Honduras (MNN) — [Ronne Rock with Orphan Outreach reports from Honduras.)
Honduras has joined the growing trend globally to close public orphanages, focusing its efforts on family reunification and private group homes to provide care for vulnerable children. Sadly, too few caseworkers and too little infrastructure can’t effectively care for those in need. Often, children are placed in group homes ill-equipped to bring healing, or returned back to families where abuse and neglect are the norm. But one organization believes the gaps can be filled.
Austin South is the Director of Honduras programs for Orphan Outreach. He sees the changes as an opportunity to partner with others to first and foremost focus on the child. “While in theory the changes that the Honduran government are making–implementing the UNICEF childcare guideline–are good, the issue is that the Honduran government lacks the infrastructure to effectively place and manage each child’s case. That is why it is fundamental that traditional residential facilities embrace these changes and incorporate other aspects in the continuum of care for children.
“We–the NGOS, missionaries, organizations, and government agencies–need to stop molding the child to our program needs and start molding our programs to fit the individualized needs of the children we serve, case-by-case, child-by-child. There is a place and need for each component in the continuum, but they all need to be developed with a commitment to excellence and proven best practices.

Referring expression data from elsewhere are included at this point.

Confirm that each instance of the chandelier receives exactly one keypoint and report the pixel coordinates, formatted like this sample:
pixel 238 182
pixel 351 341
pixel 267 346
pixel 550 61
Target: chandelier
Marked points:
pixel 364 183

Now is the time, and the Honduran government is looking to the NGOs for help. We have a voice that is being heard, and the question now for all of us is this: are we going to use that voice to defend and serve the voiceless?
South believes change begins with effective evaluation. “Working together, we can then fill the gaps with the full continuum of care, from healthy family preservation and reunification to foster care and domestic adoption. Working together, we can transform lives.”
Orphan Outreach is diligently working with the Honduran government and ministry partners, but the road is a long one and your prayers are needed to bring about child-centered change.